Nel febbraio 1998, il Consiglio del Nord Atlantico approvò la realizzazione di uno strumento specializzato nella raccolta delle informazioni per finalità di polizia e nel settore della sicurezza pubblica, affidandone l’organizzazione e la guida all’Italia e, in particolare, all’Arma dei Carabinieri. Dal mese di agosto 1998, l’Arma ha pertanto schierato in Bosnia il Reggimento MSU-SFOR con il compito di garantire l’ordine e la sicurezza pubblica, assistere il ritorno dei profughi e dei rifugiati, supportare l’insediamento dei governi e contribuire al controllo della crisi, in coordinamento con l’International Police Task Force (IPTF) sotto egida ONU. La riconosciuta idoneità del modello adottato ed i lusinghieri risultati conseguiti determinarono la richiesta di istituire analoga MSU in Albania, nell’ambito della Missione “Allied Harbour”. A seguito della sottoscrizione del Military Techinical Agreement tra rappresentanti NATO e serbi, fu successivamente autorizzato uno schieramento di una forza NATO in Kosovo (KFOR). Così l’Arma dal 4 agosto 1999 schiera a Pristina una nuova MSU, nell’ambito della KFOR, alla quale sono stati attribuiti, in aggiunta a quelli del Reggimento SFOR, anche compiti informativi ed investigativi nonché di ricerca e cattura di criminali di guerra. Infine un altro Reggimento, come sapete, opera dal luglio scorso in Iraq nel quadro dell’intervento italiano per garantire la sicurezza e la ricostruzione delle libere Istituzioni nella Provincia dello Dhi Khar, con i compiti già previsti per MSU-KFOR, con ulteriori aggiunte di tipo specialistico.

Le MSU operano oggi con una struttura più completa ed articolata, dotata di “moduli” per svolgere compiti di controllo del territorio, di prevenzione e law enforcing in materia di ordine e sicurezza pubblica, di antiterrorismo, di intelligence militare, ricerca e cattura di criminali di guerra, di sostegno logistico e addestramento alla polizia locale, con importanti contributi e consulenze in altre materie specialistiche come la tutela dell’ambiente, della salute, del patrimonio culturale e delle investigazioni scientifiche. I Reggimenti inquadrano tra gli altri personale del Gruppo di Intervento Speciale per l’eventuale condotta di interventi ad alto rischio e per la sicurezza VIP. Si è rilevata particolarmente determinante l’assegnazione ai Reggimenti MSU di carabinieri tratti dai reparti investigativi ed informativi dell’Arma, in possesso quindi di specifiche professionalità ed esperienze, nonché delle tecnologie e degli strumenti di analisi (software) utilizzati in Patria nel contrasto all’eversione ed alla criminalità organizzata. Le scelte adottate hanno risposto appieno alle aspettative.
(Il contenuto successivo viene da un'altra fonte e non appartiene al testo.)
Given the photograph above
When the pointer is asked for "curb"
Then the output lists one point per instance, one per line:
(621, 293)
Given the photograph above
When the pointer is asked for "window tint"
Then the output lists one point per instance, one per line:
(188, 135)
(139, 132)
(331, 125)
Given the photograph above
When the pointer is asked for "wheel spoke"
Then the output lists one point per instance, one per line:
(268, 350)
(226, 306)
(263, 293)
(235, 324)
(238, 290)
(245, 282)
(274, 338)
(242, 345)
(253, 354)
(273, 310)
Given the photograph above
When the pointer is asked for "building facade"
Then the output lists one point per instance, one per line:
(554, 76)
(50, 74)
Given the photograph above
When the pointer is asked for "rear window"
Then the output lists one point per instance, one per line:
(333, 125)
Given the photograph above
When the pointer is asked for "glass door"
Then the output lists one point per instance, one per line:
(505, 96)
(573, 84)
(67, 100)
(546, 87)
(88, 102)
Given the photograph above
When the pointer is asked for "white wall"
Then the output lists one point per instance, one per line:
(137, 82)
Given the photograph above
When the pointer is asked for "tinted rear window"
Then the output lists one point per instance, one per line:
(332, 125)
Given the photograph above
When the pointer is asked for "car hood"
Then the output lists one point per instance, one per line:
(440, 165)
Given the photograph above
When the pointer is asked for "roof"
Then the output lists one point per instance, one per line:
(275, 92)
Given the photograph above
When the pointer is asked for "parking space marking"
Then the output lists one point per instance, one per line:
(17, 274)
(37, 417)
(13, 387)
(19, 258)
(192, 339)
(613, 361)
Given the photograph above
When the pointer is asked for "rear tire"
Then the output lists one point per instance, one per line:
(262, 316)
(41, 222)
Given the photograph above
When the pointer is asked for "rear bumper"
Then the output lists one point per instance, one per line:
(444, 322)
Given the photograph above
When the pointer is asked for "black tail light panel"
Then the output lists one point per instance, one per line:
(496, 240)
Del resto la loro validità è confermata dai risultati conseguiti dai Reggimenti MSU che, nel solo 2003, hanno svolto 19.840 servizi di pattugliamento, arrestando 344 persone e operando 120.993 sequestri di armi da fuoco, granate e lanciarazzi, oltre a ingenti quantitativi di stupefacenti e tabacchi lavorati destinati al contrabbando.

Ora è giunto il momento di attuare una nuova strutturazione normativa e dottrinale per le MSU e questo Seminario vuole essere un importante contributo agli approfondimenti che si rendono indispensabili per una sistemazione ottimale della materia.


(*) - Generale di Corpo D’Armata, Comandante Generale dell’Arma dei Carabinieri.